712. Minimum ASCII Delete Sum for Two Strings

minimum-ascii-delete-sum-for-two-strings.md

Given two strings s1, s2, find the lowest ASCII sum of deleted characters to make two strings equal.

Example 1:

• Input: s1 = "sea", s2 = "eat"
• Output: 231
• Explanation: Deleting "s" from "sea" adds the ASCII value of "s" (115) to the sum. Deleting "t" from "eat" adds 116 to the sum. At the end, both strings are equal, and 115 + 116 = 231 is the minimum sum possible to achieve this.

Example 2:

• Input: s1 = "delete", s2 = "leet"
• Output: 403
• Explanation: Deleting "dee" from "delete" to turn the string into "let", adds 100[d]+101[e]+101[e] to the sum. Deleting "e" from "leet" adds 101[e] to the sum. At the end, both strings are equal to "let", and the answer is 100+101+101+101 = 403. If instead we turned both strings into "lee" or "eet", we would get answers of 433 or 417, which are higher.

Note:

• 0 < s1.length, s2.length <= 1000.
• All elements of each string will have an ASCII value in [97, 122].

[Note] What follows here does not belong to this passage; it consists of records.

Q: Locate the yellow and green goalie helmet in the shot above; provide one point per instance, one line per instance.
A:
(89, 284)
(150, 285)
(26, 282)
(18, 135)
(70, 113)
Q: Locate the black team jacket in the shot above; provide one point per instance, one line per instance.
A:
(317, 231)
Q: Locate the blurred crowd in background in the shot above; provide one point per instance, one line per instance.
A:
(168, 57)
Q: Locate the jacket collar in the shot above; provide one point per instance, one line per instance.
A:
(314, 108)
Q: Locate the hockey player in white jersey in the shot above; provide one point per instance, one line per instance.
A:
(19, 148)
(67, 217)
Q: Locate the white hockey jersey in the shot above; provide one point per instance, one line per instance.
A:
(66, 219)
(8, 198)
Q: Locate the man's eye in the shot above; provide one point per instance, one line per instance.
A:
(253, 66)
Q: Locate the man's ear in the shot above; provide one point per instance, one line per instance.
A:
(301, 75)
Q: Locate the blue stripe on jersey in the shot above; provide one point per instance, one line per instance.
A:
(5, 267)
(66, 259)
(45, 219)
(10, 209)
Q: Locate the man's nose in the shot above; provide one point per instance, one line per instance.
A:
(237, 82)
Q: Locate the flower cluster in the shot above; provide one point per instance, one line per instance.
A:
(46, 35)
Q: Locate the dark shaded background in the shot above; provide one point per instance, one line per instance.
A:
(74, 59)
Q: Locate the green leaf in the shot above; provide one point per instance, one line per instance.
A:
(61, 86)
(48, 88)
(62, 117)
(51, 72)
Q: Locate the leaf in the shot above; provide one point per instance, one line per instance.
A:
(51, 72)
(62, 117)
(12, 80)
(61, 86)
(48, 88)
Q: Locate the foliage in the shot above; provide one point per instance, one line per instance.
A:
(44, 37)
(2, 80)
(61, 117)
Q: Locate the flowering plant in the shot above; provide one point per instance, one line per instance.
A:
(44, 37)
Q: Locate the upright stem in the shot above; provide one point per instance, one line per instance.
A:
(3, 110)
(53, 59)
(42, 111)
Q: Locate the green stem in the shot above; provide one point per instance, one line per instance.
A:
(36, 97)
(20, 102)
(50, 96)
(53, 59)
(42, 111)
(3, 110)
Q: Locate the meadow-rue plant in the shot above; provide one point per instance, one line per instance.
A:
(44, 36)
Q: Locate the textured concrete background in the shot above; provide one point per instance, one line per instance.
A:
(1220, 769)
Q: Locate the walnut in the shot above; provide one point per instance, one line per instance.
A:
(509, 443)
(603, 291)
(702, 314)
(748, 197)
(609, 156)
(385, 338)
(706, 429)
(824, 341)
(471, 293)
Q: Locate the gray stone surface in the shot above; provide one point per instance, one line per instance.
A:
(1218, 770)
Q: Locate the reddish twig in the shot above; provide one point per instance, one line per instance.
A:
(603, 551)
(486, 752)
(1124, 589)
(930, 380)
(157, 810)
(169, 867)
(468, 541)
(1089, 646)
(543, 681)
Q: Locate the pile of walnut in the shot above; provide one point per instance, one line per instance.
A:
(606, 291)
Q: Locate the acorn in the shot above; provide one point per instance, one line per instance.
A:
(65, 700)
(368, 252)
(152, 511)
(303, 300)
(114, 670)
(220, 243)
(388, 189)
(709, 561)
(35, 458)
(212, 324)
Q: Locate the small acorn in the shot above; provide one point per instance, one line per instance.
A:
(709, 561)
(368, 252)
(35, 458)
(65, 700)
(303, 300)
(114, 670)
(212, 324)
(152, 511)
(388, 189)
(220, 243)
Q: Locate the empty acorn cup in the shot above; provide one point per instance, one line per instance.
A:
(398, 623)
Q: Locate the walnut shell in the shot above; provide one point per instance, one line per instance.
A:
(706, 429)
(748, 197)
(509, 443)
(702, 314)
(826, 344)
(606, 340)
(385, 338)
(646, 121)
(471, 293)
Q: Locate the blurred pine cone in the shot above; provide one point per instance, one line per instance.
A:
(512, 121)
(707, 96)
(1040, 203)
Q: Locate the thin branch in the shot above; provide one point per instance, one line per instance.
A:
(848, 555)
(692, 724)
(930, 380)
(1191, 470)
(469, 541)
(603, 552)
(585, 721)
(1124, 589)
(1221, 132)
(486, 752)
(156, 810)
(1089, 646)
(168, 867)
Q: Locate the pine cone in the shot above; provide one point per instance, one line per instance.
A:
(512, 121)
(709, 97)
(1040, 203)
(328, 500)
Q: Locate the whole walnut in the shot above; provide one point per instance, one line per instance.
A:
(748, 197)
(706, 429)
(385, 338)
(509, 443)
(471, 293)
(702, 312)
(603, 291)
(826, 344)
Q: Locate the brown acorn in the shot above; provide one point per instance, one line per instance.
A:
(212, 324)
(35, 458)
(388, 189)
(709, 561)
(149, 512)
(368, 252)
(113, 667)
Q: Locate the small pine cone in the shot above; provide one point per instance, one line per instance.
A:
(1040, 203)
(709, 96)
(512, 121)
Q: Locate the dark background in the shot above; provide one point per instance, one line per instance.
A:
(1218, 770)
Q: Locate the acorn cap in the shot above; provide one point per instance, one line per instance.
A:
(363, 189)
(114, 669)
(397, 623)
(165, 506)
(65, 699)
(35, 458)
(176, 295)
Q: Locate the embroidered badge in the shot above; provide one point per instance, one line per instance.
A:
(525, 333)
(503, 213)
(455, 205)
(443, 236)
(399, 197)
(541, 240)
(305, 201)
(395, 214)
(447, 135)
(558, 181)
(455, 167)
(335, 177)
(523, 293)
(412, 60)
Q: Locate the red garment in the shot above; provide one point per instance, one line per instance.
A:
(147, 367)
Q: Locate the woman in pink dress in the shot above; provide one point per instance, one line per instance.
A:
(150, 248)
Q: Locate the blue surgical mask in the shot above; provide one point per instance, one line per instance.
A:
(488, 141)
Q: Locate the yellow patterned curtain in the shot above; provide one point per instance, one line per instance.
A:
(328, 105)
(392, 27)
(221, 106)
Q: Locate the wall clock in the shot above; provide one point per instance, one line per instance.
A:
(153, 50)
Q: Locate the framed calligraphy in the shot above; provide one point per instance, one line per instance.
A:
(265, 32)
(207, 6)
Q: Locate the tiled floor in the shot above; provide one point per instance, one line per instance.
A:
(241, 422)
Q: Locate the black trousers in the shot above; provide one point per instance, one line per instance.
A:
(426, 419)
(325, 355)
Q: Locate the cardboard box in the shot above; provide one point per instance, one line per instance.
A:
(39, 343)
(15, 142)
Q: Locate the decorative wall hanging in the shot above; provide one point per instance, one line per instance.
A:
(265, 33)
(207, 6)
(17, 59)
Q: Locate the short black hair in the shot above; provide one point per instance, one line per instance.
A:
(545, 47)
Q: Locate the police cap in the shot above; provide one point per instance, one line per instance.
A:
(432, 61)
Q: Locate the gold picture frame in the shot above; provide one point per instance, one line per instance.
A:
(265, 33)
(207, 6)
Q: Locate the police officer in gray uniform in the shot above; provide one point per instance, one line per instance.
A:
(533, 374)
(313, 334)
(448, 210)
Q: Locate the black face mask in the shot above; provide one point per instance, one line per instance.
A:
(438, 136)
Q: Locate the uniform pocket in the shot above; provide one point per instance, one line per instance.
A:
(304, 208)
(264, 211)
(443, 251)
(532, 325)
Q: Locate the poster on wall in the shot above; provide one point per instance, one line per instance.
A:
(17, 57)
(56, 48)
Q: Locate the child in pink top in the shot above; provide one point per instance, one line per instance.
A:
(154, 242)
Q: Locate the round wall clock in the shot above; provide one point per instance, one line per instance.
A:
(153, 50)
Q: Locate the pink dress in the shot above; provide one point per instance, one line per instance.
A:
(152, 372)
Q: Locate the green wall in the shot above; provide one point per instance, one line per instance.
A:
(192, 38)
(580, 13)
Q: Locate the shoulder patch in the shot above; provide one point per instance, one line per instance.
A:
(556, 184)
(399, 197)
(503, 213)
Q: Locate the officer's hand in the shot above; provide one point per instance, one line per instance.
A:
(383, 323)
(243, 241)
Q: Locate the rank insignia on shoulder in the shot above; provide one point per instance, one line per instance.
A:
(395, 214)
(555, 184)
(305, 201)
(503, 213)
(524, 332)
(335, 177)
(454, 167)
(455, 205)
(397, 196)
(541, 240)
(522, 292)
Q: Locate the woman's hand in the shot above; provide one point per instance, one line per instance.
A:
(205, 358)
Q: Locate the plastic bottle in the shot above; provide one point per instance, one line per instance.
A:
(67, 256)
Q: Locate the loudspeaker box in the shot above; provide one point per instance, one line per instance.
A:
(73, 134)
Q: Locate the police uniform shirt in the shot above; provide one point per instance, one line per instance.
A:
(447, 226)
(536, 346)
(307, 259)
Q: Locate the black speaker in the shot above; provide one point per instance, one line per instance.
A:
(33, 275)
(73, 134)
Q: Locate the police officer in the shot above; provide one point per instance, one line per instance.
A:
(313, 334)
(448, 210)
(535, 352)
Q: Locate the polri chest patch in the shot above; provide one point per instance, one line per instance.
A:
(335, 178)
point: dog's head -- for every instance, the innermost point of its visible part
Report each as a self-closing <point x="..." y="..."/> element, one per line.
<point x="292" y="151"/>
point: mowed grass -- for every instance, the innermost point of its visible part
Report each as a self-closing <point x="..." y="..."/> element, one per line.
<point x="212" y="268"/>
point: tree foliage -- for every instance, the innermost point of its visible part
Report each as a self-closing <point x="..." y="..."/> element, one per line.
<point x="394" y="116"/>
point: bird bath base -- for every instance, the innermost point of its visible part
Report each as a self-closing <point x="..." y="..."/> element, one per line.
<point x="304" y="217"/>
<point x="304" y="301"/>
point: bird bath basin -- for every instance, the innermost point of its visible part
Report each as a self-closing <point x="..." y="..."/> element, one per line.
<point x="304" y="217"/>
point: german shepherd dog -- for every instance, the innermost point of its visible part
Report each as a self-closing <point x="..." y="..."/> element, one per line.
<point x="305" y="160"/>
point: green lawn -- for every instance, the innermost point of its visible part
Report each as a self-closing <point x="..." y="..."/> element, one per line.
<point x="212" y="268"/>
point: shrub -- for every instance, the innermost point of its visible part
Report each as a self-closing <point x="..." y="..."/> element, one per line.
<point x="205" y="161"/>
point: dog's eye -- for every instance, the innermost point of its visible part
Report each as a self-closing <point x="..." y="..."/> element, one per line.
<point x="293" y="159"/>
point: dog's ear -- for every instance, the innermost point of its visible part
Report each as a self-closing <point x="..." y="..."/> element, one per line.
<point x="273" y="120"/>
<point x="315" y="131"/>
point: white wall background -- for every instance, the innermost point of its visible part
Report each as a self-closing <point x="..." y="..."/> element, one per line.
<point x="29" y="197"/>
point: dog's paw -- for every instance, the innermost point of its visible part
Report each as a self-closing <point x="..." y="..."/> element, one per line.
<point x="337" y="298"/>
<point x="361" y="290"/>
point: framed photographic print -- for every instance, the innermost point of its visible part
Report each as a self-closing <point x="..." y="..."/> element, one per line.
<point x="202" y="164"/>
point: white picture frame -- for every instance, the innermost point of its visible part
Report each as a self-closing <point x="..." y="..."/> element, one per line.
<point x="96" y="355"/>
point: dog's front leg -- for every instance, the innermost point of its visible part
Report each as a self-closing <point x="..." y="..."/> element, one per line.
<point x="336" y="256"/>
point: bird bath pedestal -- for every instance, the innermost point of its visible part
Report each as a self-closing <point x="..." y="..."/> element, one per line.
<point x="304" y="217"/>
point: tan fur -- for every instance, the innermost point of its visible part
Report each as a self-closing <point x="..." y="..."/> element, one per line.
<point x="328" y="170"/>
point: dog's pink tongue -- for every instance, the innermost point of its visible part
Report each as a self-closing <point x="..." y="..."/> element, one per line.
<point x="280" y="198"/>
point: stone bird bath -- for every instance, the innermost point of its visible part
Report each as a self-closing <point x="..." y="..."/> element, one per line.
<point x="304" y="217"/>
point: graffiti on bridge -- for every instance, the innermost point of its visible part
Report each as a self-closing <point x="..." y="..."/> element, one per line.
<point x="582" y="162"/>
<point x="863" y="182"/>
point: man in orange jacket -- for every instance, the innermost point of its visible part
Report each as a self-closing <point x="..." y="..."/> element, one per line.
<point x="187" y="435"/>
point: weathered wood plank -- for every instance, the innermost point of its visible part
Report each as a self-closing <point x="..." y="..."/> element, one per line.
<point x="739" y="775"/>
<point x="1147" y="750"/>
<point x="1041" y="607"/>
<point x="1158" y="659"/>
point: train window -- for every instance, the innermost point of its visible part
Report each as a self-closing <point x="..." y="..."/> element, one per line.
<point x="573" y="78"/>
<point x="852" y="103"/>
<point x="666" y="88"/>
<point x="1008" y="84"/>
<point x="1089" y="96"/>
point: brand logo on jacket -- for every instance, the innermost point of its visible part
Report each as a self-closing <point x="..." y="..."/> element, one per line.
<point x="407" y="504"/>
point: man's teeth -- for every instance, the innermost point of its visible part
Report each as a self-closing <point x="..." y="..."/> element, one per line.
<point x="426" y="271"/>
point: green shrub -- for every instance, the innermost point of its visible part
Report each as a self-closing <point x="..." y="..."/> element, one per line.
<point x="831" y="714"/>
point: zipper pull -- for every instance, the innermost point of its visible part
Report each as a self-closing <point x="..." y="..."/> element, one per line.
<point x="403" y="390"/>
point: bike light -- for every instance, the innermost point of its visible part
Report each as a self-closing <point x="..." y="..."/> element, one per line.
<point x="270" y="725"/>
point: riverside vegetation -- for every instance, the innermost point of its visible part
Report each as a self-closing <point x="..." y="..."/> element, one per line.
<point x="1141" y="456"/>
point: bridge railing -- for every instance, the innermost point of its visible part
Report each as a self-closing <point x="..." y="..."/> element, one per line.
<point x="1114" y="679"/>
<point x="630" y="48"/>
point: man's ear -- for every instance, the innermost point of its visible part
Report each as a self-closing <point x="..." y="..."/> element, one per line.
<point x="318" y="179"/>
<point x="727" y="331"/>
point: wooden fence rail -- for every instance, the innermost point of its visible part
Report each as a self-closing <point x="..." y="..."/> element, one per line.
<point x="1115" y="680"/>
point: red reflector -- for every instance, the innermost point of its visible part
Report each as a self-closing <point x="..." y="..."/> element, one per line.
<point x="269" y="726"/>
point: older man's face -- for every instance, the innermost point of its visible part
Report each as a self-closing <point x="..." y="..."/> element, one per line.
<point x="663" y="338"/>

Scala solution for edit distances:

case class Edit(cost: Int, action: String, parent: Edit) {
  override def toString: String = s"($cost) $action"
}

def func(s: String, t: String): Unit = {
  def print(arr: Array[Array[Edit]]): Unit = {
    for (l <- arr) {
      println(l.mkString("[", ", \t", "]"))
    }
  }

  def reconstruct(edit: Edit): Unit = {
    if (edit == null) return
    reconstruct(edit.parent)
    println(edit.toString)
  }

  def match_cost(a: Char, b: Char): Int = if (a == b) 0 else a + b
  def del_cost(a: Char): Int = a
  
  val n = s.length
  val m = t.length
  val dp = (0 to n).map { i => new Array[Edit](m + 1) }.toArray

  dp(0)(0) = Edit(0, "", null)
  var sum = 0
  var prev: Edit = null
  for (i <- 1 until n + 1) { 
    sum += s.charAt(i-1) 
    dp(i)(0) = Edit(sum, s"DEL ${s.charAt(i-1)}", prev)
    prev = dp(i)(0)
  }
  sum = 0
  prev = null
  for (j <- 1 until m + 1) { 
    sum += t.charAt(j-1) 
    dp(0)(j) = Edit(sum, s"DEL ${t.charAt(j-1)}", prev)
    prev = dp(0)(j)
  }

  for (i <- 1 until n + 1) {
    for (j <- 1 until m + 1) {
      val a = s.charAt(i-1)
      val b = t.charAt(j-1)
      val cost1 = dp(i-1)(j-1).cost + match_cost(a, b)
      val cost2 = dp(i)(j-1).cost + del_cost(b)
      val cost3 = dp(i-1)(j).cost + del_cost(a)
      dp(i)(j) = Array(
        Edit(cost1, if (a != b) s"SUB $a != $b" else s"MAT $a = $b", dp(i-1)(j-1)), 
        Edit(cost2, s"INS $b", dp(i)(j-1)),
        Edit(cost3, s"DEL $a", dp(i-1)(j))
      ).sortWith(_.cost < _.cost).head
    }
  }
  
  print(dp)
  println("Actions: ")
  reconstruct(dp(n)(m))
}

func("a", "z")
func("xyz", "za")
func("delete", "leet")

Actual solution to the problem:

// Solution runs in O(n * m) time and O(n * m) space, beats 73.92% of submissions.
//
// Idea is based on Dynamic Programming "Edit distance" technique, because we can think of this
// problem as, instead of deleting from both strings, we select "s2" as target and perform
// substitution, deletion or insertion on "s1" string.
//
// Our cost function is based on ASCII character code, so the smaller code is the better.
// Initialization is similar: first row and first column are both initialized as rolling sums of
// ASCII codes for "s1" and "s2" strings respectively (which represents deletion of all i-1 chars
// at position i, when the other string has j=0 and vice versa).
//
class Solution {
  public int minimumDeleteSum(String s1, String s2) {
    int n = s1.length(), m = s2.length();
    int[][] dp = new int[n + 1][m + 1];

    // initialize first row and first column
    for (int i = 1; i <= n; i++) {
      dp[i][0] = dp[i-1][0] + s1.charAt(i-1);
    }
    for (int j = 1; j <= m; j++) {
      dp[0][j] = dp[0][j-1] + s2.charAt(j-1);
    }

    for (int i = 1; i <= n; i++) {
      for (int j = 1; j <= m; j++) {
        char a = s1.charAt(i-1), b = s2.charAt(j-1);
        dp[i][j] = dp[i-1][j-1] + ((a == b) ? 0 : (a + b)); // match or substitution
        dp[i][j] = Math.min(dp[i][j], dp[i-1][j] + a); // delete from s1
        dp[i][j] = Math.min(dp[i][j], dp[i][j-1] + b); // delete from s2 (insert into s1)
      }
    }
    return dp[n][m];
  }
}